Open liyucheng09 opened 1 month ago
A defense strategy that inspects an LLM’s response for harmfulness could be broken using adversarial self-replicating sequences [1]. These sequences can manipulate the LLM into copying the adversarial sequence in its response, potentially compromising subsequent models that process this output. Our proposed erase-and-check framework could strengthen such defenses by applying similar mechanisms to those that check the input for harmfulness.
[1] Here Comes The AI Worm: Unleashing Zero-click Worms that Target GenAI-Powered Applications. Stav Cohen, Ron Bitton, Ben Nassi. https://arxiv.org/abs/2403.02817
If it's due to the limitation of the harmfulness detector, then I believe the exact same limitation also applies on your earse-and-check approach? As your approach also reply on this harmfulness detector. If this detector is not reliable, then how can I trust the results from erase-and-check?
The issue is not just the limitation of the harmfulness detector. The defense you propose lacks certified robustness guarantees, rendering it susceptible to novel attacks even within the threat model.

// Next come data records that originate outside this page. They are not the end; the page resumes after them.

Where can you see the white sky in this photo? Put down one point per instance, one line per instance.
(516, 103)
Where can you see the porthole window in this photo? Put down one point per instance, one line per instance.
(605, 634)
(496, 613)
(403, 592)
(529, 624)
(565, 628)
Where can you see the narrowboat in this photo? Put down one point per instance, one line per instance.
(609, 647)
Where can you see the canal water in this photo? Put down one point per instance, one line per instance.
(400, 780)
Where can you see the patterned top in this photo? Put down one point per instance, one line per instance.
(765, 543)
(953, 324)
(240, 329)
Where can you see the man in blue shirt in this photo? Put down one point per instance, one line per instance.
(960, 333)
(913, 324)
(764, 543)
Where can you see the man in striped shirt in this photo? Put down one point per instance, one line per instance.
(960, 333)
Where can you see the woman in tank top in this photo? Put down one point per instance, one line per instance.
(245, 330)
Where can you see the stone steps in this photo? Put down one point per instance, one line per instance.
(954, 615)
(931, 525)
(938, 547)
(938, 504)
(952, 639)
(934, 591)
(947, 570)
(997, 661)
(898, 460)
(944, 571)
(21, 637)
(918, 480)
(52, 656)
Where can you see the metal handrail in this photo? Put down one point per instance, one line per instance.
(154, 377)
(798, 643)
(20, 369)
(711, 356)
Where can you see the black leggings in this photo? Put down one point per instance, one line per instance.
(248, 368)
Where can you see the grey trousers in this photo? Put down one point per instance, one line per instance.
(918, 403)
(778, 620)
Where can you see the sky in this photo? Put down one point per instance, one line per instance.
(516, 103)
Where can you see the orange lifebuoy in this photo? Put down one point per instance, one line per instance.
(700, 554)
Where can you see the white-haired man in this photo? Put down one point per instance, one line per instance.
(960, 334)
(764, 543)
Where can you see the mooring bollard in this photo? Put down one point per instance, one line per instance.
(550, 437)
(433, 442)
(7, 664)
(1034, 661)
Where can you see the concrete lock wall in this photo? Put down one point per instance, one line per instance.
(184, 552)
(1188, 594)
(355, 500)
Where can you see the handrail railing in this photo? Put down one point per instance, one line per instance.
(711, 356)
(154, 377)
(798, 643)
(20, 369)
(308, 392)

In contrast, our erase-and-check framework is specifically designed to provide certified robustness guarantees, even with the inherent limitations of the harmfulness detector (safety filter). It takes a detector, which may be vulnerable to adversarial attacks, and makes it more robust. That’s the point of erase-and-check.
My question is simple. Compared to directly-check the response, what makes earse-and-check more robust? Are you simply suggesting it's less likely that the detector fails to detect harmfulness on all response from all variants?
What prevents you from directly check the response for the input in the first place, if the response is safe, then return this to the user, if not, then just reject to answer? Why bother to use this erase-and-check thing at all?